I have often come up with ideas, but I have no more perception than anyone else. We need to take the best and most orthodox from Gnosticism, especially the Alexandrian Fathers like Origen and St Clement of Alexandria among others. We do well to take the essential of the monastic tradition, beautifully resumed in the Rule of St Benedict, and apply it (by reinterpreting certain things) to ordinary people, including married people or single people working in the countryside or the city. Monasteries have become too much like military boot camps! Asceticism needs to be seen in more interior terms, like preferring frugality to comfort, doubt to certitude. It is a question of being more open to God than becoming compliant for dominant humans. The idea of the monastery needs some deconstruction and made into the secret garden of the soul more than a medieval stone abbey. Ideas of naming ourselves abbots and playing games have to be sacrificed, and we have to be ourselves without any external appearance that can justly be demolished and ridiculed by our critics. I am not interested in any of the externals I saw at Triors and Fontgombault and elsewhere, but in a way of renewing the notion of Christianity within ourselves and our close circles of family and friends.
We have not to fear being marginal and eccentric, nor should we dread those who kill the body but cannot touch our souls. This, for me, is the essential point of this article – even if every last cathedral and church has to go to secular use or rising religious ideologies.

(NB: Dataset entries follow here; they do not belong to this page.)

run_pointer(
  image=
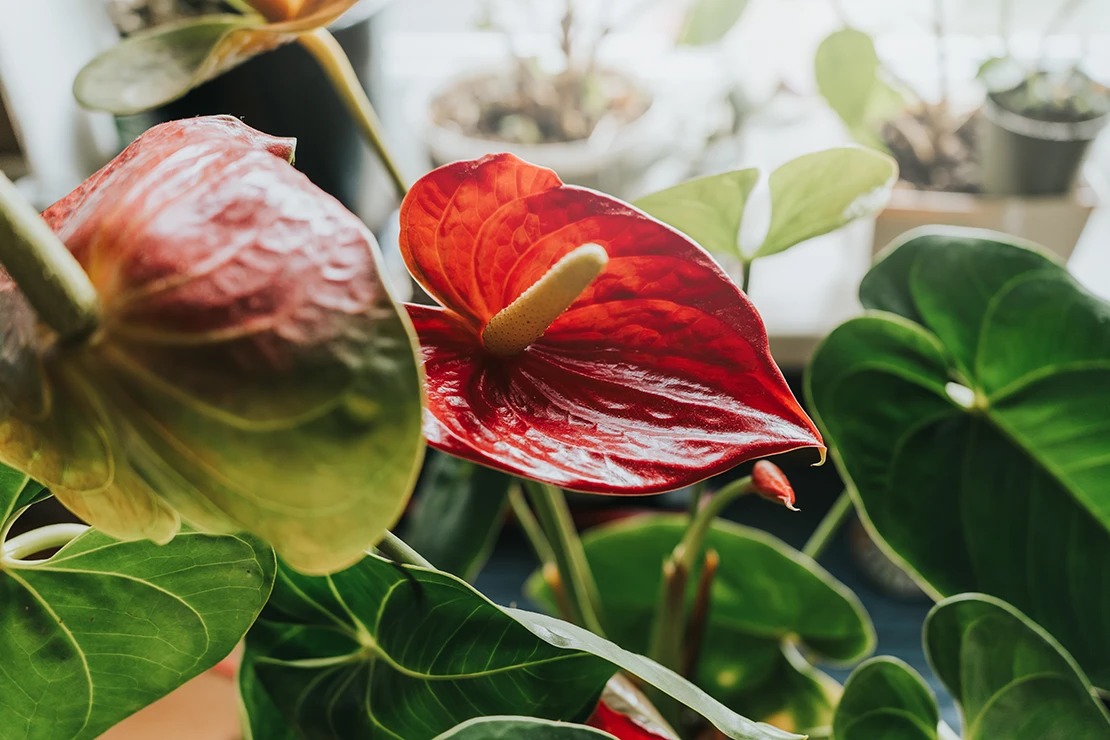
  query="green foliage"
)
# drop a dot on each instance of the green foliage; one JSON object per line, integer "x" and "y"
{"x": 708, "y": 21}
{"x": 763, "y": 595}
{"x": 813, "y": 194}
{"x": 969, "y": 412}
{"x": 511, "y": 728}
{"x": 1011, "y": 679}
{"x": 383, "y": 650}
{"x": 849, "y": 78}
{"x": 460, "y": 509}
{"x": 103, "y": 628}
{"x": 885, "y": 699}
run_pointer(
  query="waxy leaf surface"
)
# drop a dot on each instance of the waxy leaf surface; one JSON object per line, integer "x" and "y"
{"x": 383, "y": 650}
{"x": 656, "y": 376}
{"x": 251, "y": 373}
{"x": 970, "y": 415}
{"x": 103, "y": 628}
{"x": 763, "y": 594}
{"x": 161, "y": 64}
{"x": 1010, "y": 678}
{"x": 885, "y": 699}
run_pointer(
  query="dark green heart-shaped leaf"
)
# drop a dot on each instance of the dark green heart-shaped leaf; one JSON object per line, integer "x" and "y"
{"x": 159, "y": 66}
{"x": 818, "y": 193}
{"x": 764, "y": 592}
{"x": 103, "y": 628}
{"x": 708, "y": 210}
{"x": 526, "y": 728}
{"x": 885, "y": 699}
{"x": 708, "y": 21}
{"x": 1011, "y": 679}
{"x": 848, "y": 77}
{"x": 383, "y": 650}
{"x": 460, "y": 510}
{"x": 972, "y": 423}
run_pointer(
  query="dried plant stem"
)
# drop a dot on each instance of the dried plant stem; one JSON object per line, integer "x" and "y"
{"x": 46, "y": 272}
{"x": 333, "y": 60}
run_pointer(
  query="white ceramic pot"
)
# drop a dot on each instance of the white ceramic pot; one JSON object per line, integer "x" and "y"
{"x": 609, "y": 160}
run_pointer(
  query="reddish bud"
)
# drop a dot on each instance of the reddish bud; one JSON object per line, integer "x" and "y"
{"x": 770, "y": 483}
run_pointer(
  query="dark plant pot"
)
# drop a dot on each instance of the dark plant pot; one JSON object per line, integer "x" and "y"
{"x": 1026, "y": 156}
{"x": 284, "y": 92}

Dear Father – thank you for your excellent blog. Could you expand on the comment you made in passing: “I am not interested in any of the externals I saw at Triors or Fontgombault”? I love Fontgombault but found it sober and restrained, certainly when compared with the externals of your old seminary (the abbey church in particular feels very Cistercian to me, with few sacred images and not much colour, but the liturgy is also rather austere in its externals). I imagine the abbey church would originally, centuries ago, have been full of colour tapestries, icons, a rood screen perhaps. Clear Creek is similar, of course, and is the only daughter-house of Fontgombault I’ve visited (I don’t know Triors firsthand, although the Abbot of Clear Creek was the prior there before the foundation at Clear Creek). Anyway, I’d be grateful if you could expand. Many thanks.
I’m not referring to the monasteries themselves but the idea of attempts to imitate them. I too loved the liturgy and chant at both Fontgombault and Triors. Some are called to monastic life and it is a noble vocation. Those abbeys are full up and they are constantly founding new houses. I find a lot of inspiration in the Benedictine ideal, but am not attracted to the way monastic life (the bit you don’t see in church or the refectory) the way it is done now. That’s what I meant.
Thank you. That makes sense. I’ve seen the bits beyond church and refectory at close range too, when I was a postulant, and I understand where you’re coming from. Yes, the Benedictine ideal is inspiring. I think for laymen, starting the day with the three laudate psalms from Lauds and perhaps saying or even chanting one or two of the small hours from the monastic diurnal through the day is a good place to start, and can easily be managed if we are willing to sacrifice half an hour of the day. I love ending the day with monastic Compline – I still feel connected to the community where I spent a brief time. I’ve found that when I do this I lose the desire to race off and check my email or flick through TV channels or mindlessly surf the net, which then means I have all this extra time in the day for my actual duties, including spending leisure time with my family. It doesn’t always work out of course, but we struggle on.